烈火見君陌陽的車停在門口,許久都沒有熄火下車,不免心下一緊,但他不敢靠近,隻是站在安全距離,随時等候他的召喚。
一道急速的亮光打過來,君陌陽微微眯了眯了眼,烈火趕緊沖過去,看清開過來的車牌号碼,心頭大震。
老爺怎麽過來了?
這可是千年難遇。
景程别院修好後,君陌陽從家裏搬出來,君臨天可是一次都沒有來過。
這麽晚,他來這裏幹什麽?
盡管心有疑惑,還是連忙跑了過去,對着微微搖開的車窗恭敬的打了一聲招呼。
“老爺。”
“嗯。”
車門打開,君臨天從裏面走了出來,他一手拄着拐杖,一手自然的垂在身側。盡管身體大不如前,但那強勢的氣場依然還在,甚至比以前更甚。
君臨天透過燈光早就看到對面車裏坐着的君陌陽,臉色愈發陰冷,他就不相信,他沒有看到他。
既然看到他來了,居然坐在車上不下來。
他頓了一下拐杖,對着烈火厲聲道。
“去,把他叫下來。”
“是,老爺。”
烈火抿了抿唇,彎腰對着他說道,然後走到君陌陽的車前,敲了敲車門,對着君陌陽說道。
“少爺,老爺來了。”
君陌陽深邃的眸光偏移開,将車窗搖下,對着烈火說道。
“你去跟他說,我跟他沒什麽好說的。”
“少爺……”
烈火覺得有點爲難,全身緊繃,低低的叫了他一聲。
老爺親自前來,肯定是有事情。
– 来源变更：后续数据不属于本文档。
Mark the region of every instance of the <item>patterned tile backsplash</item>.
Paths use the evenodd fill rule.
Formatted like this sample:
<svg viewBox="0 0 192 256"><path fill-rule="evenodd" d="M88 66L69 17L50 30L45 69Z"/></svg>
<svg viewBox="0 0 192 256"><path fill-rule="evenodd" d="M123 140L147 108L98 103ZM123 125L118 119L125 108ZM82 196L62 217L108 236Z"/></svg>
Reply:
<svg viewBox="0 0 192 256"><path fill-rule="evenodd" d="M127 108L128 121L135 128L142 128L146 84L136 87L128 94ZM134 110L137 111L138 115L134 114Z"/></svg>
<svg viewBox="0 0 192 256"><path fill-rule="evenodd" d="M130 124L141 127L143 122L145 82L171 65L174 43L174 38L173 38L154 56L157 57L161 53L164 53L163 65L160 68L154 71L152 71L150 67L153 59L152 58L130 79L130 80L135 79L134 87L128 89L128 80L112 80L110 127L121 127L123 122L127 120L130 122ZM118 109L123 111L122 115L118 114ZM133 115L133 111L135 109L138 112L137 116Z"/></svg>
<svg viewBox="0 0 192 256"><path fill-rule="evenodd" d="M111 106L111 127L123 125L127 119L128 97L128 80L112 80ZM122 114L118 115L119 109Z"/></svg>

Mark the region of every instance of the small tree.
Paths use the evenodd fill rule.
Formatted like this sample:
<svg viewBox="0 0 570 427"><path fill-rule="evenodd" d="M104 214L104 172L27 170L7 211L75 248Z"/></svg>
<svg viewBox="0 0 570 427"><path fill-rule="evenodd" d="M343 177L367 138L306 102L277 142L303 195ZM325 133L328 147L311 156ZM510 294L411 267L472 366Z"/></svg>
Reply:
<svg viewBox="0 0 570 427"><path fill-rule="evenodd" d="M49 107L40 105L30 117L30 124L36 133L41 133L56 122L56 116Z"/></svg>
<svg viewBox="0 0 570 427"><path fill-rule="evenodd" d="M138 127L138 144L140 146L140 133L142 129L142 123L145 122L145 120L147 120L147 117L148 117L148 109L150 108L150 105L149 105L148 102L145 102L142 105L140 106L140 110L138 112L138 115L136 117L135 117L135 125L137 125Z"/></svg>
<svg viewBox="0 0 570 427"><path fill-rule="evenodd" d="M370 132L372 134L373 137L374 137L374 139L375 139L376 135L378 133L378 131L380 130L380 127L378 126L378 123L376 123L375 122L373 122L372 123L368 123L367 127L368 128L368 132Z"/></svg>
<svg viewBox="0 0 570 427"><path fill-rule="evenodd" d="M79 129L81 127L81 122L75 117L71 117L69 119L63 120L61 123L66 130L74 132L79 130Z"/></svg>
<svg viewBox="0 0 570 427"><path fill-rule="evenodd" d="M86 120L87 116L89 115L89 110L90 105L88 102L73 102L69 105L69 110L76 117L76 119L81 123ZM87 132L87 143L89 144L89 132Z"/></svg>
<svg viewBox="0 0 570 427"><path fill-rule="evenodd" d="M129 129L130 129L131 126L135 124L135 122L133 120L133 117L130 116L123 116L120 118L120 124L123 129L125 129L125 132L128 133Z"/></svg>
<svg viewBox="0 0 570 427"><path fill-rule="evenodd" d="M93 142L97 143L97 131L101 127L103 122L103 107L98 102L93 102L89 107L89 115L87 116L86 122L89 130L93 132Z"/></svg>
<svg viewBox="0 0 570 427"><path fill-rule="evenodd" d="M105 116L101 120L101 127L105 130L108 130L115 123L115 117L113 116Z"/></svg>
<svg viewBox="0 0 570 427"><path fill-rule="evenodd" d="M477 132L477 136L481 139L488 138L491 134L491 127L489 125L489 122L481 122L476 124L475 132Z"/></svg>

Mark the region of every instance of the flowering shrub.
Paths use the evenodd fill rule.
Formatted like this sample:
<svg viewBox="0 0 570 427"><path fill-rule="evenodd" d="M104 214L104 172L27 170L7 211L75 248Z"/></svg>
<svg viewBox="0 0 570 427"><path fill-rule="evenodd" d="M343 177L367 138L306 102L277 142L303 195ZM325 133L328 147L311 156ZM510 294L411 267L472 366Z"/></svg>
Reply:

再說,好歹他是長輩,放下身段來找他,已是不容易。
他不希望父子二人就這樣僵持下去,那樣對誰都不好。
“你到底是誰的手下?!”
君陌陽見他沒有動,冷冷的睨了他一眼,低啞的吼了一句。
烈火後背驚出一聲冷汗,隻得顫顫的朝着君臨天走去。
誰知,君臨天已走了過來,還不待烈火開口,便一拐杖打在了車前的擋風玻璃上。
邁巴赫的中間位置,明顯的起了一絲裂痕。
君陌陽的眉心凝聚起熊熊的怒火,刷得打開了車門,朝着君臨天怒吼道。
“你還想幹什麽?”
他問得是‘還想’?
而不是‘你要’……
怒聲裏帶着明顯的怨恨,君臨天氣得胸膛劇烈的起伏起來,拄着拐杖的手微微抖了抖,凜冽回道。
“君陌陽,你還想要幹什麽?!”
“……”
君陌陽大力的将車門一摔,眉頭一揚,冷冷說道。
“我想幹什麽?呵……我還能幹什麽……”
“君陌陽,爲了一個女人,你還要胡鬧多久?”
君臨天雙手拄着拐杖,一頭微卷的發上下抖動着,悶熱的空氣裏一下寒涼起來,烈火和其他人俱都後退了幾步。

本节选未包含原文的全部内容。